Student Loan Debt Relief In Limbo After Court Order

After a court order blocked the Biden administration's student loan forgiveness program late last week, the ability to apply for the debt relief has been paused, reports CNBC’s Annie Nova. A note at the the top of the page reads, in part, “at this time, we are not accepting applications. We are seeking to overturn those orders. If you've already applied, we'll hold your application.” The Department of Education webpage directs those who are interested to subscribe and check back for updates, noting that more details will be posted when updates are available.

In late August, President Biden announced millions of Americans would be eligible for student loan forgiveness (if they met certain income limits): up to $20,000 if they received a Pell Grant, a type of aid available to low-income families, and as much as $10,000 if they didn’t. Previously, Nova explains, the Education Department said borrowers would receive forgiveness within six weeks after applying. The full application launched Oct. 17, and within three weeks, some 26 million people had requested the relief. Since then, CNBC reports,16 million of those requests have been approved.

Surviving A Layoff: Negotiate Severance, Keep Social Posts Positive

While the overall U.S. job market remains strong, layoffs in the tech industry of thousands of workers from Twitter and Facebook’s parent company, Meta, and more recently with the reporting of impending layoffs of 10,000 Amazon workers, some people are (understandably) wondering if they could be next. The Wall Street Journal’s Vanessa Fuhrmans offers this guide for coping with a job loss and the steps to take immediately with your employer, colleagues and support network if you are let go. First up: Determine exactly what type of separation it is. There are key differences, she writes, between furloughs, layoffs and terminations that can impact your ability to receive certain benefits and draw unemployment. If you’re at all unsure, check with your HR department.

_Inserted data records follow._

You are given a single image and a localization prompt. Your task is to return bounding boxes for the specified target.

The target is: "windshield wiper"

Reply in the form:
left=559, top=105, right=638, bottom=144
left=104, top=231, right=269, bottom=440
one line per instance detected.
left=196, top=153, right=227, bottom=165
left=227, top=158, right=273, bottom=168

The next step is to negotiate a severance package. “In many cases,” Fuhrmans explains, “severance pay isn’t required by law, but some companies have established policies for offering it. The typical formula for a severance package is one or two weeks of pay for each year of service. This is either negotiated when a job is offered or when a job is terminated.” This is likely your only chance to negotiate for more money and extended health insurance coverage. While it may feel extremely awkward, don’t hesitate to explain your personal circumstances. Remember, the answer is always no if you don’t ask. And once your separation details are finalized, it’s important to stay positive as you let those in your social media networks (along with friends and family) know about the layoff. Keep LinkedIn and Facebook messages upbeat, conveying you are open to new career options. In other words, try to look forward rather than back.    

How To Land A Job Between Thanksgiving And Year End  

Speaking of job searches… Whether you have been recently let go or you’re simply seeking a better opportunity, the often-relaxed stretch between Thanksgiving and New Year’s Eve may be an unexpected yet perfect time to nail down a new career. That’s the idea from Forbes’ Senior Contributor Jack Kelly, who explains that having a contrarian view and some tenacity this holiday season can help your search. He suggests using this season to rekindle old relationships, reach out to former co-workers and college alumni to build up your network.

“One of the best ways to find a job is not through responding to a job advertisement,” he explains, “but to have an insider at a company recommend you for the role.”

It’s often who you know that helps cut through the applications, multiple interviews and other hoops associated with some high-level positions. One more tip: Seek out job recruiters active in your field and don’t be shy about sharing your talents, experience, work history, accomplishments and soft skills such as emotional intelligence. Most headhunters work on contingency searches, Kelly notes, so they only get paid if they successfully place you — even during the holidays.